Education Center on Pearson Field
- Established: 2013
- Location: 201B E Reserve St, Vancouver, WA 98661
- Coordinates: 45°37′21″N 122°39′16″W﻿ / ﻿45.6225°N 122.6545°W
- Type: Science, technology, engineering, and mathematics
- Director: Julia Cannell
- Public transit access: C-Tran
- Website: Pearson Field Education Center

= Pearson Field Education Center =

The Education Center on Pearson Field, formerly Pearson Field Education Center (PFEC) is an educational facility for young people ages kindergarten through 12th grade (K-12). It is located in Pearson Field, Vancouver, Washington. The center provides programs in aviation-based science, technology, engineering, and math (STEM).

==History==
PFEC was founded during the spring of 2013 as a program of the Fort Vancouver National Trust.
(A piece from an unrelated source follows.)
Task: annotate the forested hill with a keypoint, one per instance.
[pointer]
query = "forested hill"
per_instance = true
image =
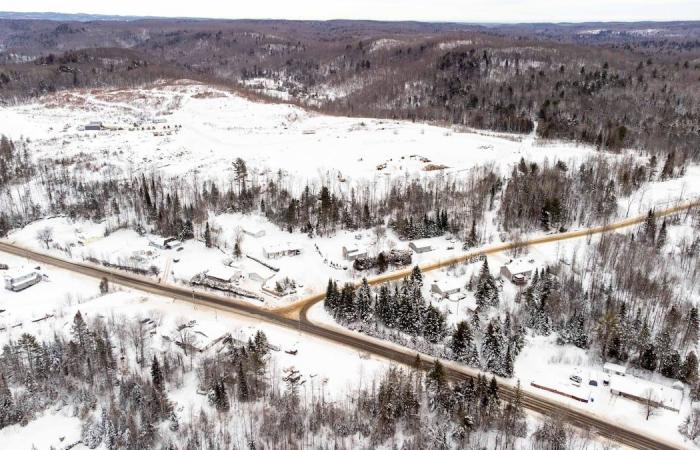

Pearson Field is the oldest continuously operating airfield in the Pacific Northwest and one of the two oldest continuously operating airfields in the United States. In 2012, it received recognition as an American Institute of Aeronautics and Astronautics Historic Aerospace Site. In 1905, Pearson Field was used as a spruce mill for aircraft parts during WWI by the US Army. The site was home to regular army flights after it was established as a forest patrol base in 1921. Reserve fliers from the region began training with the 321st Observation Squadron from 1923 until the squadron was placed on active service in 1941. In 1937, first non-stop transpolar flight by the Russian ANT-25 touched down on Pearson Field due to an engine oil leak.

In September 2022, The Education Center on Pearson Field began operation under Airway Science for Kids.

==Programs==
Programs include school-age field trips, educational outreach, scout merit badge programs, open cockpit day, college and career fairs, and aviation connected summer camps. Annually updated summer camp options have included model rocketry builds and launches, model R/C aircraft builds and flights, model glider builds and flights, and supervised flight time in an aircraft.

Regular celebrations of historic Pearson aviators and aviatrixes including Leah Hing, Edith "Eddie" Foltz Sterns and others are held to foster an empowering and motivational spirit amongst young people participating in PFEC programs.

==Facility==

Programs of PFEC are delivered in a 5,700 square foot hangar, on adjacent outdoor grass areas, on and above Pearson Field, on nearby Officers Row, in classrooms of schools in the area, and at partner organizations. The PFEC hangar includes: historic aircraft and artifacts supporting curriculum, a simulator lab, hands-on skill building, tool and materials areas, and a classroom.

Summer camp programs may include tours of the Western Antique Aeroplane & Automobile Museum in Hood River, Oregon.